Recently, PubChem has published a specification for its Power User Gateway (PUG). This interface allows enterprising users to retrieve selected PubChem data via an XML-based Web service. The text-oriented cluster of Entrez databases has been accessible for a long time via similarly structured access modules termed Eutils. Eutils also support access to the text components of the PubChem deposition structure and standardized compound databases. Finally, individual record downloads and similar operations are possible via creatively crafted Web URLs, mimicking those encountered in interactive sessions.
By virtue of these mechanisms, PubChem does in principle provide a larger degree of programmatic accessibility than other chemistry Web databases. Nevertheless, they are extremely difficult to use in their native, raw form.

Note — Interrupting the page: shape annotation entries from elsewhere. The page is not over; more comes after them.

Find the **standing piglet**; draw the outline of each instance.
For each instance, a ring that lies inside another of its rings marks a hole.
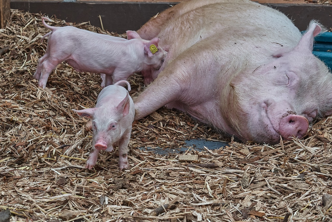
[[[126,80],[135,73],[159,69],[165,56],[165,51],[158,46],[158,38],[114,40],[73,26],[51,26],[45,22],[45,18],[42,18],[42,23],[52,31],[43,37],[48,37],[47,48],[34,75],[42,88],[50,73],[64,61],[78,72],[106,74],[102,86],[107,86]],[[136,33],[127,33],[130,36]]]
[[[85,168],[96,164],[100,150],[111,152],[113,144],[119,148],[119,168],[128,169],[128,144],[135,115],[134,103],[125,89],[120,84],[130,85],[122,80],[104,88],[98,96],[96,107],[82,110],[73,110],[81,117],[92,121],[92,148]]]

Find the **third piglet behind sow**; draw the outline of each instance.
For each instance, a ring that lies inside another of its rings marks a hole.
[[[78,72],[106,74],[103,87],[126,80],[135,73],[159,69],[165,56],[165,51],[158,46],[158,38],[146,40],[134,31],[127,31],[130,40],[114,40],[73,26],[51,26],[45,19],[48,19],[43,17],[43,23],[52,31],[43,37],[48,37],[47,48],[34,75],[42,88],[52,71],[64,61]]]
[[[128,144],[135,115],[132,100],[124,88],[122,80],[104,88],[98,96],[96,107],[82,110],[73,110],[80,116],[92,121],[92,147],[85,168],[91,169],[96,164],[101,150],[111,152],[113,144],[119,149],[119,168],[128,168]]]

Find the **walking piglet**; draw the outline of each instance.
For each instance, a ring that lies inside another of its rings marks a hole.
[[[48,19],[42,18],[43,24],[52,31],[42,38],[48,37],[47,48],[34,75],[42,88],[52,71],[64,61],[78,72],[106,74],[102,86],[107,86],[126,80],[135,73],[159,69],[165,57],[165,51],[158,46],[158,38],[148,41],[134,31],[127,31],[128,36],[134,34],[135,38],[114,40],[106,35],[73,26],[51,26],[45,23],[45,19]]]
[[[115,144],[119,149],[119,168],[128,169],[128,144],[135,115],[132,100],[128,91],[119,85],[126,84],[122,80],[105,87],[98,96],[96,107],[82,110],[73,110],[80,116],[92,121],[92,147],[85,168],[92,169],[96,164],[101,150],[113,150]]]

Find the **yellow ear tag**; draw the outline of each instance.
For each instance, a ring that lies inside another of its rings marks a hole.
[[[152,54],[154,54],[158,51],[158,49],[157,48],[155,45],[152,44],[150,46],[150,51],[151,51]]]

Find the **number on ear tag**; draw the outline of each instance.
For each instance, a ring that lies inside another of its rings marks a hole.
[[[158,49],[157,48],[155,45],[152,44],[150,46],[150,51],[151,51],[152,54],[154,54],[158,51]]]

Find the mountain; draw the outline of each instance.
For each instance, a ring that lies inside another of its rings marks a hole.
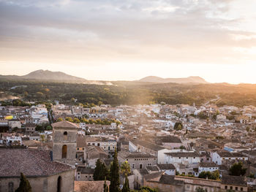
[[[156,76],[148,76],[139,80],[140,82],[150,82],[156,83],[208,83],[203,78],[198,76],[190,76],[184,78],[161,78]]]
[[[1,75],[1,79],[11,80],[31,80],[53,82],[78,82],[85,83],[87,82],[86,79],[72,76],[61,72],[50,72],[48,70],[37,70],[29,73],[26,75]]]
[[[86,80],[72,76],[61,72],[50,72],[48,70],[37,70],[29,73],[28,74],[20,76],[24,79],[33,79],[40,80],[58,80],[58,81],[86,81]]]

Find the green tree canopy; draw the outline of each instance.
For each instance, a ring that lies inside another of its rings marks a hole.
[[[243,168],[242,162],[236,163],[230,169],[230,175],[244,176],[246,169],[246,168]]]

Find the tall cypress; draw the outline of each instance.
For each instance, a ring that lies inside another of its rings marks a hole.
[[[110,169],[110,192],[119,192],[119,166],[117,159],[117,151],[115,150],[114,160]]]
[[[105,178],[103,188],[104,188],[104,192],[108,192],[108,186],[106,183],[106,178]]]
[[[129,192],[129,180],[127,174],[125,174],[125,181],[121,192]]]
[[[96,162],[96,167],[94,169],[94,180],[103,180],[103,173],[102,173],[102,164],[100,162],[100,160],[98,159]]]
[[[15,192],[31,192],[31,186],[26,176],[20,173],[20,181],[19,187],[15,190]]]

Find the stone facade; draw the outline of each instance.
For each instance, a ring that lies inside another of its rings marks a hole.
[[[53,124],[53,159],[75,165],[78,127],[69,122]]]
[[[61,178],[61,192],[74,191],[75,170],[71,169],[50,176],[27,177],[33,192],[58,191],[58,178]],[[0,177],[0,191],[14,192],[20,185],[19,177]]]

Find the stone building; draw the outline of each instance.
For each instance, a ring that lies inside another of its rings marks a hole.
[[[75,165],[77,147],[77,125],[69,121],[60,121],[53,126],[53,159]]]
[[[14,192],[19,186],[20,172],[33,192],[74,191],[74,169],[53,161],[49,150],[2,148],[0,164],[0,191]]]

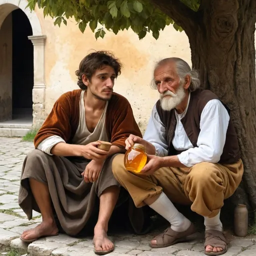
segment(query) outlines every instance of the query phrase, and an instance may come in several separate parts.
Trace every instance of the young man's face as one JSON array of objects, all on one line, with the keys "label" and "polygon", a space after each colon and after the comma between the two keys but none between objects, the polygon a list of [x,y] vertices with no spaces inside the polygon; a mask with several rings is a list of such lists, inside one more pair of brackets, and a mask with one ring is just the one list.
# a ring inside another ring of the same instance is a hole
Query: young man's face
[{"label": "young man's face", "polygon": [[96,70],[90,81],[84,75],[82,76],[82,82],[87,86],[88,92],[93,96],[102,100],[108,100],[112,96],[114,80],[116,78],[112,68],[104,66]]}]

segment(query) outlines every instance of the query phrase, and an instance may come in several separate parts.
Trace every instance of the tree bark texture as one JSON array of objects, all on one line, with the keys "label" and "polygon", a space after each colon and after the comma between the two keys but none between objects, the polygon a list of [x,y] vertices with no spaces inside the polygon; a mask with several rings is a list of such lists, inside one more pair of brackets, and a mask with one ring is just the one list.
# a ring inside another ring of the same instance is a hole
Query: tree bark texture
[{"label": "tree bark texture", "polygon": [[[168,15],[175,15],[158,6]],[[182,14],[176,11],[176,20],[180,20]],[[188,29],[184,29],[190,41],[193,68],[200,71],[202,86],[230,108],[238,138],[244,172],[232,200],[254,211],[256,0],[202,0],[199,10],[190,18]]]}]

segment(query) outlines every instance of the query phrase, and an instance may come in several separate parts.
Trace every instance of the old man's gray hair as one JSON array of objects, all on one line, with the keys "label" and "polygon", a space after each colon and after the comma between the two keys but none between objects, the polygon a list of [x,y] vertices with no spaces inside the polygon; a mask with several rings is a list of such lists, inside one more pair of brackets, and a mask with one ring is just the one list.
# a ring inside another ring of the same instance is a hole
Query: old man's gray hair
[{"label": "old man's gray hair", "polygon": [[[191,82],[188,88],[190,92],[194,92],[200,88],[200,82],[198,72],[195,70],[192,70],[188,64],[182,58],[164,58],[156,64],[154,70],[158,67],[169,62],[175,63],[176,70],[180,77],[180,82],[184,83],[185,82],[184,78],[186,76],[188,75],[190,77]],[[156,88],[154,80],[152,81],[152,87],[154,89]]]}]

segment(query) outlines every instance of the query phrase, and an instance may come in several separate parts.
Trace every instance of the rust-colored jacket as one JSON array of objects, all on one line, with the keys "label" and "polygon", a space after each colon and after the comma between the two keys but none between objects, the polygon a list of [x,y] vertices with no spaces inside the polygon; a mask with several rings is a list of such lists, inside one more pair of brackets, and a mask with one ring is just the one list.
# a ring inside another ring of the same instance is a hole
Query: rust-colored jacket
[{"label": "rust-colored jacket", "polygon": [[[36,148],[44,140],[54,135],[72,144],[79,124],[81,90],[62,94],[36,135]],[[108,102],[105,125],[108,140],[112,145],[125,147],[124,142],[130,134],[142,137],[128,100],[114,93]]]}]

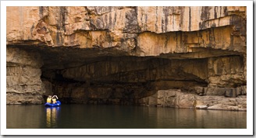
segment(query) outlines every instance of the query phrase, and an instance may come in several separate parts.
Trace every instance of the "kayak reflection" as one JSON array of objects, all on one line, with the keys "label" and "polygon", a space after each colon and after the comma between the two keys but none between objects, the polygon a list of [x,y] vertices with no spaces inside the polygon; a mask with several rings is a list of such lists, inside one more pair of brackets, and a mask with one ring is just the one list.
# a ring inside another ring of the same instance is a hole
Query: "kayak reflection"
[{"label": "kayak reflection", "polygon": [[46,108],[46,126],[48,128],[57,127],[57,119],[59,110],[59,106]]}]

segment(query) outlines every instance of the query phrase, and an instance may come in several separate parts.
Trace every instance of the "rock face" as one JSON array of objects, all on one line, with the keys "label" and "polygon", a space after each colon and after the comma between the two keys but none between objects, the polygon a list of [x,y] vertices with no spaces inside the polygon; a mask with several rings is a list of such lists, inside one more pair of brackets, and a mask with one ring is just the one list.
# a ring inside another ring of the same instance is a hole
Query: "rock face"
[{"label": "rock face", "polygon": [[[55,94],[66,103],[143,104],[169,89],[190,93],[183,99],[246,96],[246,7],[30,6],[6,12],[7,57],[20,57],[6,61],[7,94],[13,95],[7,103],[41,103],[41,96]],[[22,88],[13,91],[12,83]],[[37,102],[19,98],[32,94]]]},{"label": "rock face", "polygon": [[219,109],[219,110],[247,110],[246,96],[236,98],[223,96],[199,96],[188,94],[179,89],[159,90],[155,95],[137,101],[141,105],[172,108]]},{"label": "rock face", "polygon": [[44,87],[40,57],[17,48],[8,48],[6,53],[7,103],[41,104]]}]

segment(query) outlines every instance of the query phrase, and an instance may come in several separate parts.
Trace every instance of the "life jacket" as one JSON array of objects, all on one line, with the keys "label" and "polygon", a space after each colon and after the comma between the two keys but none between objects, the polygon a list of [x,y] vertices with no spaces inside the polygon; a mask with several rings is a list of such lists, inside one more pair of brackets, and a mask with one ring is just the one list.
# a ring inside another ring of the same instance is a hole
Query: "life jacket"
[{"label": "life jacket", "polygon": [[56,98],[52,98],[52,103],[56,103]]},{"label": "life jacket", "polygon": [[52,98],[47,98],[47,102],[51,103],[52,102]]}]

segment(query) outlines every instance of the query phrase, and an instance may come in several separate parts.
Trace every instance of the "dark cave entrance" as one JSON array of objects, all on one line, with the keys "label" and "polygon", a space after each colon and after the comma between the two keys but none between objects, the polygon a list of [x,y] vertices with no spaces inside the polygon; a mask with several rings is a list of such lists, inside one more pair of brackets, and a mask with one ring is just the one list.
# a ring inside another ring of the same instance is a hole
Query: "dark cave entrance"
[{"label": "dark cave entrance", "polygon": [[237,53],[208,49],[136,57],[111,49],[21,47],[41,57],[44,96],[57,95],[63,103],[135,105],[158,90],[193,93],[208,87],[209,61],[224,57],[243,63]]}]

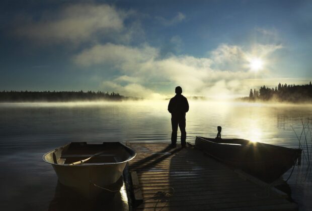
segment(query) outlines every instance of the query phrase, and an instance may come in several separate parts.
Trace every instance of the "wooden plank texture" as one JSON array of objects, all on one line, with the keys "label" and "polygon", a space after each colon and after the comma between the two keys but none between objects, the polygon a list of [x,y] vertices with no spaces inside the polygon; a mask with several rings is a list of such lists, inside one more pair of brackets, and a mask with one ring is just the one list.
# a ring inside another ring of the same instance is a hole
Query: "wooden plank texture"
[{"label": "wooden plank texture", "polygon": [[165,143],[127,144],[137,153],[129,163],[129,170],[133,188],[139,189],[141,195],[137,197],[141,197],[142,201],[134,209],[297,208],[296,204],[285,199],[283,193],[271,191],[248,176],[240,176],[192,146],[171,148]]}]

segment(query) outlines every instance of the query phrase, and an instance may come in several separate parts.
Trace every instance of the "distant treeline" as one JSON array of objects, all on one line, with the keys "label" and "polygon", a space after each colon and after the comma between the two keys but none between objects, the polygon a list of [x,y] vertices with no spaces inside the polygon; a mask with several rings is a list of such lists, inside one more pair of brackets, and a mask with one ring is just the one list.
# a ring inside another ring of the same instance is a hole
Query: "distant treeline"
[{"label": "distant treeline", "polygon": [[251,101],[261,100],[264,101],[274,100],[279,101],[292,102],[312,102],[312,85],[297,85],[278,84],[275,88],[267,88],[265,85],[260,89],[250,89],[249,97],[244,99]]},{"label": "distant treeline", "polygon": [[114,92],[103,91],[6,91],[0,92],[0,102],[66,102],[70,101],[137,100],[138,97],[127,97]]}]

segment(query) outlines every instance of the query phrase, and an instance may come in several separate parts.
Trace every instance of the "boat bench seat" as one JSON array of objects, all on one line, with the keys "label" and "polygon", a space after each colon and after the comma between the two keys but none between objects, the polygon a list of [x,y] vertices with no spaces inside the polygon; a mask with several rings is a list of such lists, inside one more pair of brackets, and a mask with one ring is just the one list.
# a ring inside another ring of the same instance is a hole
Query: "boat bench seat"
[{"label": "boat bench seat", "polygon": [[[89,157],[94,155],[94,154],[76,154],[72,155],[64,155],[61,156],[62,158],[76,158],[76,157]],[[107,157],[107,156],[115,156],[116,155],[115,154],[103,154],[102,155],[98,155],[97,157]]]}]

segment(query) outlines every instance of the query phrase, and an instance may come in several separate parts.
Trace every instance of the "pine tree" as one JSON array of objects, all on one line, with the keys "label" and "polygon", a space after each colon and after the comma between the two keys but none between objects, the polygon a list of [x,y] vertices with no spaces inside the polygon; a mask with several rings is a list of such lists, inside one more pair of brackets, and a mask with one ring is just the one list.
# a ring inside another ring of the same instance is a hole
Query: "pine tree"
[{"label": "pine tree", "polygon": [[253,89],[250,89],[250,92],[249,92],[249,98],[253,99],[254,98],[254,94],[253,94]]}]

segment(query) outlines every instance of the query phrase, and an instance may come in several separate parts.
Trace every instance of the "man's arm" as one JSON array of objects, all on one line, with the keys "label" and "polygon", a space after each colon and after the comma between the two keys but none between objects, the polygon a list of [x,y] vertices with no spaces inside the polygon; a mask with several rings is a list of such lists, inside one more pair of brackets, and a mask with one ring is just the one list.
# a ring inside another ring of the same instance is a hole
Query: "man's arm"
[{"label": "man's arm", "polygon": [[168,112],[170,114],[172,114],[172,99],[170,99],[169,101],[169,104],[168,104]]},{"label": "man's arm", "polygon": [[187,101],[187,98],[185,97],[185,113],[188,112],[189,109],[189,102]]}]

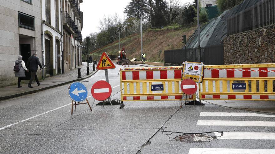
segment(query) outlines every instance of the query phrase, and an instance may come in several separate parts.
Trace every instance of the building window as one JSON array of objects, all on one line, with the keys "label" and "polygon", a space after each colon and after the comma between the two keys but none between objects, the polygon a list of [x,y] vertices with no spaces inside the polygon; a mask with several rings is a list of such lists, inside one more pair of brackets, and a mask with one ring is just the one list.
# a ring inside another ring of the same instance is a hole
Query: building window
[{"label": "building window", "polygon": [[34,30],[34,17],[18,12],[19,26]]},{"label": "building window", "polygon": [[21,0],[21,1],[32,4],[32,0]]}]

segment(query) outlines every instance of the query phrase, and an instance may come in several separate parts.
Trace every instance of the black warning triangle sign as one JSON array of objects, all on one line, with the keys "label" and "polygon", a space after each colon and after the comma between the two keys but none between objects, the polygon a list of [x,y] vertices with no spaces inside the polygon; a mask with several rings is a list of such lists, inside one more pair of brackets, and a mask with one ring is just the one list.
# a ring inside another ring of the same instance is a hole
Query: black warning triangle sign
[{"label": "black warning triangle sign", "polygon": [[193,67],[192,67],[192,65],[190,65],[190,67],[188,68],[188,69],[193,70]]},{"label": "black warning triangle sign", "polygon": [[116,68],[107,54],[103,52],[97,66],[97,70],[112,69]]}]

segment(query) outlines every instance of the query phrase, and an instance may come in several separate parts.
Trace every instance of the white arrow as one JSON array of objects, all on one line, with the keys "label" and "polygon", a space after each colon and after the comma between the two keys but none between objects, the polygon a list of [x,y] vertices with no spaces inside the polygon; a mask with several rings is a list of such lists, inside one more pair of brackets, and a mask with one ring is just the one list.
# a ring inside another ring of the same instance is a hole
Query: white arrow
[{"label": "white arrow", "polygon": [[79,96],[79,93],[82,93],[83,92],[86,92],[86,91],[85,90],[81,90],[78,91],[78,89],[77,87],[77,88],[75,88],[74,90],[73,90],[73,91],[72,92],[72,93],[75,95],[77,96]]}]

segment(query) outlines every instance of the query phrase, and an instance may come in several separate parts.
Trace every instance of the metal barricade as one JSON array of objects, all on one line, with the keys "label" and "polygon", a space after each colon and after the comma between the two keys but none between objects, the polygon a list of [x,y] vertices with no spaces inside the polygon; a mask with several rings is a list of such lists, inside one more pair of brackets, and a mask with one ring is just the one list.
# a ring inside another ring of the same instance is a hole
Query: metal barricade
[{"label": "metal barricade", "polygon": [[[182,100],[182,66],[121,69],[122,101]],[[152,86],[158,84],[163,85],[163,90],[152,91]],[[195,95],[188,97],[195,99]]]},{"label": "metal barricade", "polygon": [[[204,71],[200,99],[275,100],[275,63],[205,65]],[[246,88],[233,89],[236,83]]]}]

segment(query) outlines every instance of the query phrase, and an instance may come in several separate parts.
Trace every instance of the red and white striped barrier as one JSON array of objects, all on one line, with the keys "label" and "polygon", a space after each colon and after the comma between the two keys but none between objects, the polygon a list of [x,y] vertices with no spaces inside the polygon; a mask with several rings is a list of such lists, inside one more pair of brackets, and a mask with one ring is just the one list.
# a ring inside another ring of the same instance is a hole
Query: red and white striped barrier
[{"label": "red and white striped barrier", "polygon": [[[193,95],[188,95],[187,98],[190,99],[193,99]],[[181,95],[176,96],[123,96],[123,100],[177,100],[181,99],[182,96]],[[185,99],[185,96],[183,96],[183,98]]]},{"label": "red and white striped barrier", "polygon": [[275,68],[205,69],[204,78],[275,77]]},{"label": "red and white striped barrier", "polygon": [[181,79],[182,70],[160,70],[122,71],[123,80]]},{"label": "red and white striped barrier", "polygon": [[213,99],[250,99],[250,100],[274,100],[274,95],[202,95],[202,98]]}]

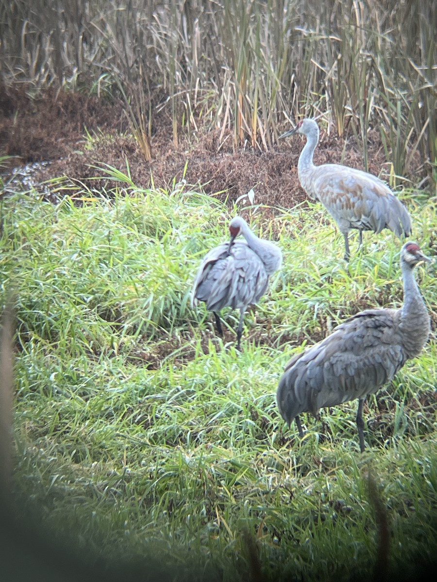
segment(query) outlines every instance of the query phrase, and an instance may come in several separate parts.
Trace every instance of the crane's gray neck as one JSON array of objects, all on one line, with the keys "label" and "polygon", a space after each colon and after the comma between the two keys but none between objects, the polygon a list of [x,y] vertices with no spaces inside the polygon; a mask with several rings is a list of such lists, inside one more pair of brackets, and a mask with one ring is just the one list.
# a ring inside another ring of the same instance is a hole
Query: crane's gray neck
[{"label": "crane's gray neck", "polygon": [[404,282],[404,304],[401,309],[400,328],[404,338],[404,347],[411,358],[418,355],[428,341],[429,315],[413,268],[403,261],[401,268]]},{"label": "crane's gray neck", "polygon": [[[319,141],[319,128],[316,125],[311,128],[311,130],[306,135],[306,143],[304,146],[304,149],[301,152],[299,156],[299,161],[297,163],[297,172],[299,179],[304,190],[306,190],[306,179],[314,169],[314,164],[313,162],[313,157],[314,150]],[[308,184],[309,185],[309,184]],[[311,194],[310,194],[311,195]]]}]

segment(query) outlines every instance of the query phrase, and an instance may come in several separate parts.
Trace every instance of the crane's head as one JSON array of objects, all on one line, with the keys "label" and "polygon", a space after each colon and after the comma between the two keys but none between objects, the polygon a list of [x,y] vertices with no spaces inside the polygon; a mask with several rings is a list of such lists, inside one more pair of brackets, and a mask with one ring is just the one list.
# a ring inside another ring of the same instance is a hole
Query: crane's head
[{"label": "crane's head", "polygon": [[314,119],[310,119],[309,118],[306,118],[305,119],[302,119],[298,122],[296,127],[293,129],[290,129],[289,131],[286,132],[285,133],[283,133],[279,137],[280,138],[289,137],[290,136],[294,136],[295,133],[302,133],[304,136],[308,136],[311,132],[315,132],[318,137],[319,126]]},{"label": "crane's head", "polygon": [[406,263],[411,268],[424,261],[427,262],[431,262],[429,257],[423,254],[417,243],[411,242],[406,243],[402,247],[401,261]]},{"label": "crane's head", "polygon": [[246,228],[247,222],[244,218],[242,218],[241,217],[235,217],[229,223],[229,232],[231,233],[231,240],[229,243],[230,251],[231,250],[231,247],[232,246],[232,243],[235,239],[240,232],[242,232]]}]

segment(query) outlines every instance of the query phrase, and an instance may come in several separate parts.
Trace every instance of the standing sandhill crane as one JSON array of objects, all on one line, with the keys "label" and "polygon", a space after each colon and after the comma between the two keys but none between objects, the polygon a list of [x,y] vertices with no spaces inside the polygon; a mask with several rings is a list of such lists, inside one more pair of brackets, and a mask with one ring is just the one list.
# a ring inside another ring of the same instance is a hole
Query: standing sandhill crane
[{"label": "standing sandhill crane", "polygon": [[319,126],[314,119],[302,119],[287,137],[302,133],[306,143],[299,157],[298,175],[301,185],[310,198],[319,200],[338,225],[344,237],[344,258],[349,260],[348,234],[351,228],[379,233],[384,228],[400,238],[411,233],[411,220],[405,207],[379,178],[372,174],[338,164],[313,164],[319,141]]},{"label": "standing sandhill crane", "polygon": [[350,317],[325,339],[290,360],[279,382],[279,411],[290,425],[295,419],[304,434],[301,412],[314,415],[320,408],[358,399],[357,426],[364,450],[362,407],[366,397],[394,376],[427,343],[429,316],[413,269],[430,261],[415,243],[401,251],[404,304],[400,309],[368,309]]},{"label": "standing sandhill crane", "polygon": [[[206,308],[214,313],[221,336],[220,310],[225,307],[239,308],[237,345],[239,349],[244,313],[266,292],[269,277],[281,266],[282,253],[273,243],[258,238],[241,217],[232,218],[229,231],[230,242],[212,249],[203,259],[193,285],[191,304],[196,300],[206,303]],[[246,242],[234,242],[240,233]]]}]

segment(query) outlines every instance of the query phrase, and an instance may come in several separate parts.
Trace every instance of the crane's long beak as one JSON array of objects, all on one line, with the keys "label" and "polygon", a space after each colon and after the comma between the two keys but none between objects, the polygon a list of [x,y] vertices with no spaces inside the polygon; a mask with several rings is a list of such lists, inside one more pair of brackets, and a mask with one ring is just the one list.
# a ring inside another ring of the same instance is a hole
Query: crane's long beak
[{"label": "crane's long beak", "polygon": [[290,129],[288,132],[286,132],[285,133],[283,133],[281,136],[280,136],[279,139],[280,140],[281,137],[289,137],[290,136],[294,136],[297,132],[297,127],[294,127],[293,129]]}]

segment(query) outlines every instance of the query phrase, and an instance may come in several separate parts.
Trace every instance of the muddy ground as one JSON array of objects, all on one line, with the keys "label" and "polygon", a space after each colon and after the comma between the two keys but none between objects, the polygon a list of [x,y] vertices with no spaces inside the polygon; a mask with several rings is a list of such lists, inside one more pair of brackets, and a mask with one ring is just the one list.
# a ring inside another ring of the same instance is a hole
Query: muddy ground
[{"label": "muddy ground", "polygon": [[[34,176],[36,181],[59,176],[80,180],[92,189],[110,188],[87,179],[98,175],[90,166],[101,162],[126,171],[126,160],[134,183],[171,189],[184,176],[188,184],[202,184],[207,194],[230,203],[251,189],[255,202],[291,207],[306,199],[297,177],[297,161],[303,142],[286,139],[269,151],[249,146],[235,148],[230,129],[220,140],[220,130],[210,130],[202,119],[195,120],[198,131],[191,139],[179,129],[178,146],[173,143],[170,104],[157,94],[153,108],[152,160],[146,162],[131,137],[122,104],[104,102],[82,93],[54,90],[29,97],[23,86],[0,90],[0,155],[12,156],[9,168],[35,162],[50,161]],[[289,129],[284,124],[283,130]],[[100,136],[92,148],[86,132]],[[104,136],[104,137],[103,137]],[[316,164],[340,162],[344,139],[322,132],[315,155]],[[385,162],[378,132],[369,135],[370,171],[379,174]],[[346,163],[363,169],[362,155],[354,136],[348,138]],[[218,196],[217,193],[221,193]]]}]

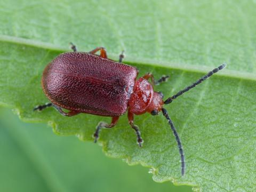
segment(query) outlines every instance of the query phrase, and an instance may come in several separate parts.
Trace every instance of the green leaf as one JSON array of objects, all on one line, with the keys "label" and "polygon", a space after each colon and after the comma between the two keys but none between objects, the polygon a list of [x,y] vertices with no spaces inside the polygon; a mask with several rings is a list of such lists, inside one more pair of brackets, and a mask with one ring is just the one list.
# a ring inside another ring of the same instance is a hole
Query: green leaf
[{"label": "green leaf", "polygon": [[170,75],[156,87],[167,98],[223,62],[227,69],[181,97],[166,109],[182,141],[187,172],[180,175],[176,142],[162,115],[137,116],[145,142],[139,148],[124,115],[99,143],[107,155],[151,168],[153,179],[202,191],[255,191],[256,22],[254,1],[174,1],[45,4],[0,3],[0,103],[29,122],[49,122],[61,135],[92,140],[100,121],[53,109],[34,113],[47,101],[40,84],[44,68],[68,43],[81,51],[106,47],[142,75]]},{"label": "green leaf", "polygon": [[147,168],[108,158],[97,145],[59,137],[46,126],[0,108],[0,191],[191,191],[156,183]]}]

In order to address this difficulty, we have implemented a virtual file I/O module for the Cactvs Chemoinformatics Toolkit. It provides access to the PubChem compound database as a virtual file. The supported feature set starts with simple record-based I/O and extends to the execution of structure queries of higher complexity than possible via the PUG. Users of the toolkit may now script the same toolkit commands for the PubChem database as they can for a local read-only structure file. Behind the scenes, the I/O module leverages the described three access mechanisms in an optimized fashion, re-routing as many of the operations needed to perform the command to the PubChem servers as possible, but also transparently utilizing downloaded records for local processing in case operations are requested which exceed the capabilities of the systems operating on the PubChem site. A strength of our implementation is that it fully understands the native ASN.1 data specification for the database contents and is therefore not restricted to working on the sometimes coarse approximations of structure configuration which are available as SD-file records.
With this work, we think we are presenting the first usable solution for scripted access to the PubChem database. Given its emerging importance for drug-related research, we hope that this software will be generally useful for a broad audience.